Version: 1.5.2 (using KDE 3.1.2) Installed from: (testing/unstable) Compiler: gcc version 3.3 (Debian) OS: Linux (i686) release 2.4.21-ck2 While we were playing with COn Kolives with the Linux scheduler, we realised that when a signed or encrypted message is selected, kmail does spin waiting for (I guess) pgp/gpg to start. If some kernel scheduler parameters are changed (in our case: child_penalty), kmail eats 100% of CPU for several seconds, up to 30 in our extreme case I _think_ it's more related to libkdenetwork which creates the pipe and do the polling. Could be sched_yield used at least to save some ticks? Thanks
Subject: Re: New: Kmail spinning and eating CPU waiting for gnupg Thanks for the bug report. I just wanted to let you know that we plan to make the usage of gpg asynchron. I guess this will also fix the problem you encountered.
If it helps, the next linux kernel (2.6.0-test1) gives me the same problem, which didn't exist before in mainline 2.4.21. It takes anywhere from a few seconds to 15 seconds for encrypted emails or emails which I'm encrypting to finish. Using gpg from the command line gives no problems.

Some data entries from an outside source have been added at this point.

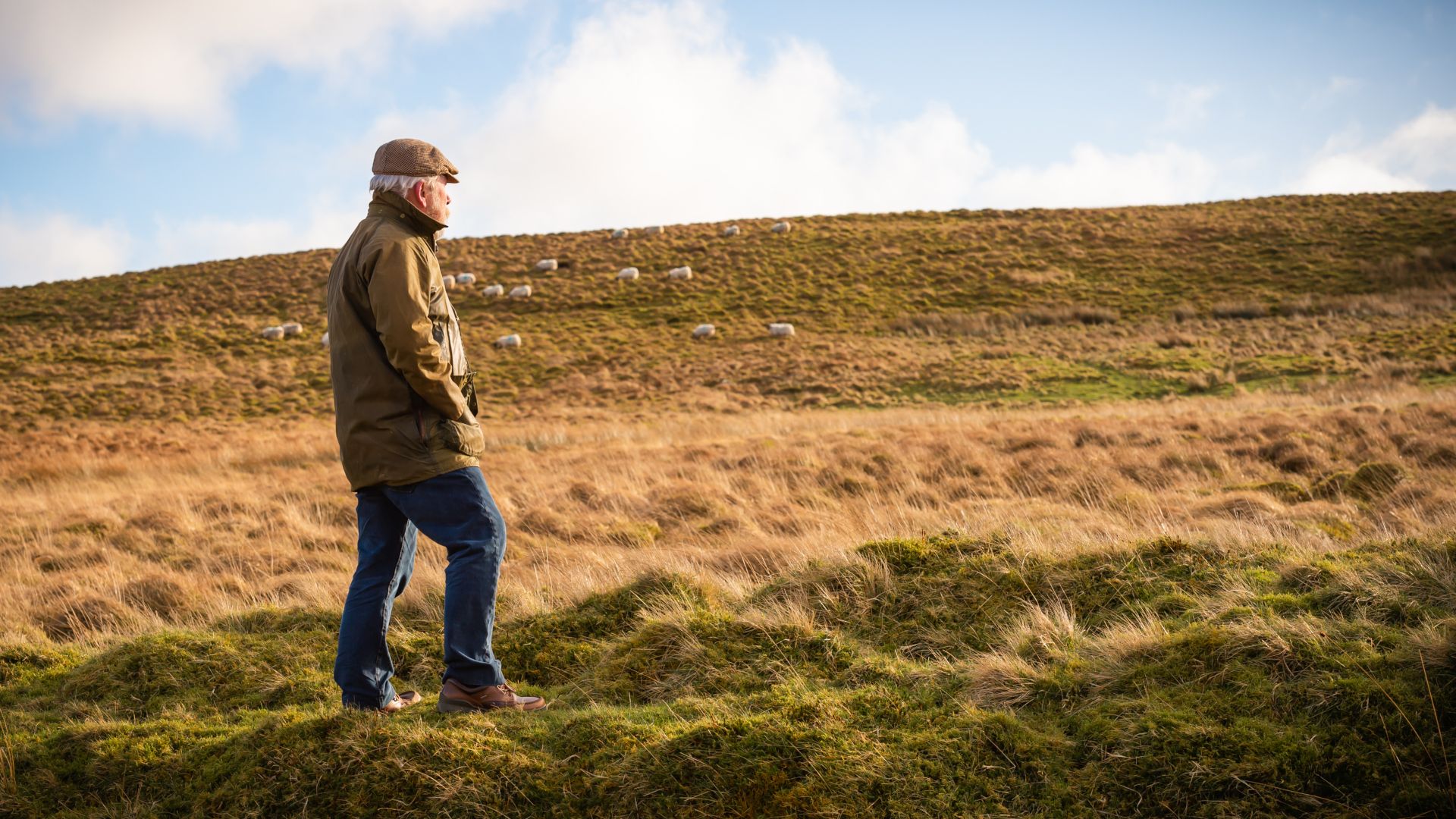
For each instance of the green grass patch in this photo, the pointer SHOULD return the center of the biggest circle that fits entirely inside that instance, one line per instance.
(941, 675)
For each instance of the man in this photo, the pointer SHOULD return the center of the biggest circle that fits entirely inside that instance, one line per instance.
(403, 404)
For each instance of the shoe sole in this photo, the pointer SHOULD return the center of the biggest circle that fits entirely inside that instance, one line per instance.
(450, 706)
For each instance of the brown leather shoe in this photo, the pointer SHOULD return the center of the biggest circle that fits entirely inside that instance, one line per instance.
(400, 701)
(456, 698)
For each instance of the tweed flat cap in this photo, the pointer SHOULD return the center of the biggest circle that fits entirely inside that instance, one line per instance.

i got the same problem using gnupg 1.2.2 an kmail from kde 3.1.3 gnupg got 80% of cpu and kmail 35% and it could take up to 2 min to get pinetry dialog this problem didn't happen with gnupg 1.2.1 from the command line i got no problem with gnupg 1.2.2 os debian woody 3.0 kmail = 3.1.3 libgcrypt1 = 1.1.12 libksba0 = 0.4.7 gpgsm = 0.9.4 libgpgme6 = 0.3.15 cryptplug = 0.3.15 pinentry-qt = 0.6.9 gnupg = 1.2.1
According to Con Kolivas's write-up of the problems faced by the new schedulers in 2.6 (http://kerneltrap.org/node/view/780), KMail is suffering from 'priority inversion', which is where it spawns gpg, and then busy-waits for the result. The problem is that KMail gets scheduled much more often than gpg since it is interactive, and gpg is a CPU hog according to the new scheduler. Thus, KMail is allowed to busy-wait all the CPU time away from gpg until they busy waiting affects KMail's own scheduling priority. It seems that the solution is to find a way to wait for gpg's result without using a busy-wait loop or the like. I'm not sure if this means the problem is in KMail or kdenetwork. :(
In KDE 3.2 the problems is more obvious with kernel 2.6.1 (that's to say, is still not asynchronous as promised ;-). I think a sched_yield(); in the busy wait will help a lot.
Whether the sched_yield helps depends on how the scheduler defines highest priority in this case. If it considers that KMail is a higher priority, then yielding won't help with the priority inversion. From the sched_yield man page: "Note: If the current process is the only process in the highest priority list at that time, this process will continue to run after a call to sched_yield."
gpgme makes the gnupg stuff asynchronous in 3.3, i.e. kmail doesn't block anymore. But that's currently only used for signing/encrypting, not yet for decrypting/checking signatures - khz is supposed to work on that.
In KDE 4.1.2, this no longer appears to busy-wait.